Sea Surface Temperature
How warm is the sea? Obtaining an accurate answer to this deceptively simple question across regional and global scales is vital not only for improved weather forecasting but also to establish the magnitude of temperature increases from climate change. Satellites in combination with in-situ instruments enable precise oceanic heat mapping.
Reservoirs of heat and a source of knowledge
Covering 71% of the Earth's surface, the oceans directly absorb the majority of solar heat, retaining it for much longer periods of time than either the land or the atmosphere.
So in effect, the seas work like vast reservoirs of heat: by themselves, the top two metres of ocean store all the equivalent energy contained in the atmosphere, while the entire ocean contains more than a thousand times this amount.
It takes a lot of time and energy to shift sea temperature: this is why oceans are regarded as the 'memory' of the Earth's climate system and why researchers regard tracking sea surface temperature (SST) over a long period as the most reliable way of measuring the exact rate at which global temperatures are increasing.
Measuring SST values also improves the accuracy of climate models and weather forecasts. Heat energy slowly released from the sea is the dominant driver of atmospheric circulation and weather patterns. And SST influences the rate of this energy transfer to the atmosphere, as evaporation increases in line with temperature.
Thermometers in the sky
Working like thermometers in the sky, a number of different satellite instruments have been measuring SST on an ongoing basis. For instance, the Advanced Along-Track Scanning Radiometer (AATSR) aboard ESA's Envisat used infrared wavelengths to acquire SST across a square kilometre of ocean to an accuracy of 0.2 °C.
Earlier versions of AATSR flew aboard ESA's ERS-1 and ERS-2 missions, so a near continuous dataset of comparable measurements is in existence back to 1991.
As the dataset grows it will become easier to differentiate a definite global temperature increase from the normal variability of climate.
Model oceans for analysis and prediction
For a fuller picture, satellite SST data can also be combined with results from instruments aboard ships, drifting buoys and fixed moorings, among them upwards of a thousand floats that make up the global Argo system. These combined near-real time data can then be assimilated into ocean forecasting models.

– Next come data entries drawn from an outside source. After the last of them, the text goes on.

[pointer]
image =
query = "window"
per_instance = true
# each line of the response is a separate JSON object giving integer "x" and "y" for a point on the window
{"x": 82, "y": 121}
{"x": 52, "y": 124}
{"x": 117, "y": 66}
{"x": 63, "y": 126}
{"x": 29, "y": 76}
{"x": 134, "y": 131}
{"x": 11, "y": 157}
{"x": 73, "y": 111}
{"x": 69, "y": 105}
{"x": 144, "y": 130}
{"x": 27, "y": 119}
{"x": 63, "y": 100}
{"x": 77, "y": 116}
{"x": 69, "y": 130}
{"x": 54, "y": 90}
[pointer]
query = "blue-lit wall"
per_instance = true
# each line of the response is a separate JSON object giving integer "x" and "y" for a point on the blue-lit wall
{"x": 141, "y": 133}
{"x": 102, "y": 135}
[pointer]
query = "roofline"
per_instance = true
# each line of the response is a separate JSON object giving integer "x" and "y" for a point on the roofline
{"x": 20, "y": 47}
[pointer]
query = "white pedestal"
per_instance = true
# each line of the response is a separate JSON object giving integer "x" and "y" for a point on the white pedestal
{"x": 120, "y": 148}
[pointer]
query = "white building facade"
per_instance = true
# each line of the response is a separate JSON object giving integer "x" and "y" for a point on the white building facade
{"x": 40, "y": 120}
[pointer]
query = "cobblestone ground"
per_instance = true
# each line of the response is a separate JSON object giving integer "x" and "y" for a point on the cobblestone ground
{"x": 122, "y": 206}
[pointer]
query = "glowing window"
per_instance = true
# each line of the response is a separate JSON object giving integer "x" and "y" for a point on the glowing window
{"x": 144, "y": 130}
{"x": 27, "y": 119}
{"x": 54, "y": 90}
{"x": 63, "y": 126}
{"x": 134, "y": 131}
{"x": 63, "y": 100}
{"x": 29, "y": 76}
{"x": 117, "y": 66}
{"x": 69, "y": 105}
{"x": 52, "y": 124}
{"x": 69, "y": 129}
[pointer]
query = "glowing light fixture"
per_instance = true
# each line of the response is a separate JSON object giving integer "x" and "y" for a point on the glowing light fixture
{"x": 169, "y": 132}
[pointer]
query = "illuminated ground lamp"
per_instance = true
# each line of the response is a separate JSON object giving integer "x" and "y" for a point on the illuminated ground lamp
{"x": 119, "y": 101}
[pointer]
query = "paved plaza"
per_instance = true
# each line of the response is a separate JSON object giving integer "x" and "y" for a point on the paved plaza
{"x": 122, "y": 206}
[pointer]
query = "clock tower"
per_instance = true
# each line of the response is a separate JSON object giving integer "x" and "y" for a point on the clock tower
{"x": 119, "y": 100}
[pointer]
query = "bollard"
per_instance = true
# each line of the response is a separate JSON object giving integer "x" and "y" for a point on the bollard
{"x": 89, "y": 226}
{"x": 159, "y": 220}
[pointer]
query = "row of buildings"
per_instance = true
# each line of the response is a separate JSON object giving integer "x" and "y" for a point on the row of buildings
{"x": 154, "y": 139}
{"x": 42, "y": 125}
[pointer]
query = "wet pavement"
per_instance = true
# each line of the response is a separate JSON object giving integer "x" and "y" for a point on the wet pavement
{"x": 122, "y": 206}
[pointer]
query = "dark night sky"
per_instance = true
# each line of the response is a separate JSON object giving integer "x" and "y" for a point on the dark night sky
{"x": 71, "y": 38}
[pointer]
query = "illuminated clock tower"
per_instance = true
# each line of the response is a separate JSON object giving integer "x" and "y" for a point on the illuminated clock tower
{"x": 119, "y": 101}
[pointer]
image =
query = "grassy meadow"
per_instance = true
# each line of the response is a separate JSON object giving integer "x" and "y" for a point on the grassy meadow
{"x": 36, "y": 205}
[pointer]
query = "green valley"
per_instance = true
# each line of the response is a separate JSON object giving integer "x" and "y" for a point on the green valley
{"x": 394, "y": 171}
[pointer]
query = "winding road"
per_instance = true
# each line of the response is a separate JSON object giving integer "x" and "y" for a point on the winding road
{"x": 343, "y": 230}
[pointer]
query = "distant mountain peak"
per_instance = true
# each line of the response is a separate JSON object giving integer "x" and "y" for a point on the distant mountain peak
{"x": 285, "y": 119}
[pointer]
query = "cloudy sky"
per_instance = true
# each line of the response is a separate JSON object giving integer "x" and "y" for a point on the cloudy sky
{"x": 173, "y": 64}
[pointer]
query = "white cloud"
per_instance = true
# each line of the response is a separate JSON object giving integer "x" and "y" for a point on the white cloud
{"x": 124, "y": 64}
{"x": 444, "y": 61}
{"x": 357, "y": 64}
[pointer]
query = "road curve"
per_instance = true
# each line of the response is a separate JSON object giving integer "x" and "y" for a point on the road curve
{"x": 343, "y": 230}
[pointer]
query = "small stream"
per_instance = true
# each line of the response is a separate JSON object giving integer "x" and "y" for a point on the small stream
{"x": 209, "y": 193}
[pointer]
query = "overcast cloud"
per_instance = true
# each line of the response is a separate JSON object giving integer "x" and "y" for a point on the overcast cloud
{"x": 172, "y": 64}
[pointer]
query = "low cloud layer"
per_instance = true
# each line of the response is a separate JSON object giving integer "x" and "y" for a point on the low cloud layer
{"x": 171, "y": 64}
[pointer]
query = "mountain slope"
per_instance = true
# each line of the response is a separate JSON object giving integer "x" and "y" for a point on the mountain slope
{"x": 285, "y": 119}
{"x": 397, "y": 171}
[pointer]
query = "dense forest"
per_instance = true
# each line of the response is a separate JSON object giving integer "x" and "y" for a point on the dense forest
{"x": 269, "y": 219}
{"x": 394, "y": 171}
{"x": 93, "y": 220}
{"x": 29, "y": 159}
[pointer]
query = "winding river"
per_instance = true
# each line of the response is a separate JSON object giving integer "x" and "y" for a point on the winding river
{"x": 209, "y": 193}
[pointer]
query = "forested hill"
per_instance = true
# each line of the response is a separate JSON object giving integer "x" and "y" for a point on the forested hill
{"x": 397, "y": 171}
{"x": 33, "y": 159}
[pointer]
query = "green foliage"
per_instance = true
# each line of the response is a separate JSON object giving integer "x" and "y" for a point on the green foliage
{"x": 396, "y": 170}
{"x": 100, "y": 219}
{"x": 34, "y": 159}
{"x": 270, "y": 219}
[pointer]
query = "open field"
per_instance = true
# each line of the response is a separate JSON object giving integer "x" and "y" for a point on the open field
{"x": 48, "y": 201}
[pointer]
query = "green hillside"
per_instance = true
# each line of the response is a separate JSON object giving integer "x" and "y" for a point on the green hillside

An international endeavour called the Global Ocean Data Assimilation Experiment (GODAE) aims to develop a wide range of operational ocean analysis and prediction systems for the world's oceans. Among them is the GODAE High Resolution Sea Surface Temperature Pilot Project (GHRSST-PP), aiming to deliver to the user community a new generation of highly accurate SST products with a spatial resolution of less than ten kilometres every six hours. ESA is overseeing the European contribution to this global effort with a project called Medspiration, providing SST data for European waters and the Atlantic.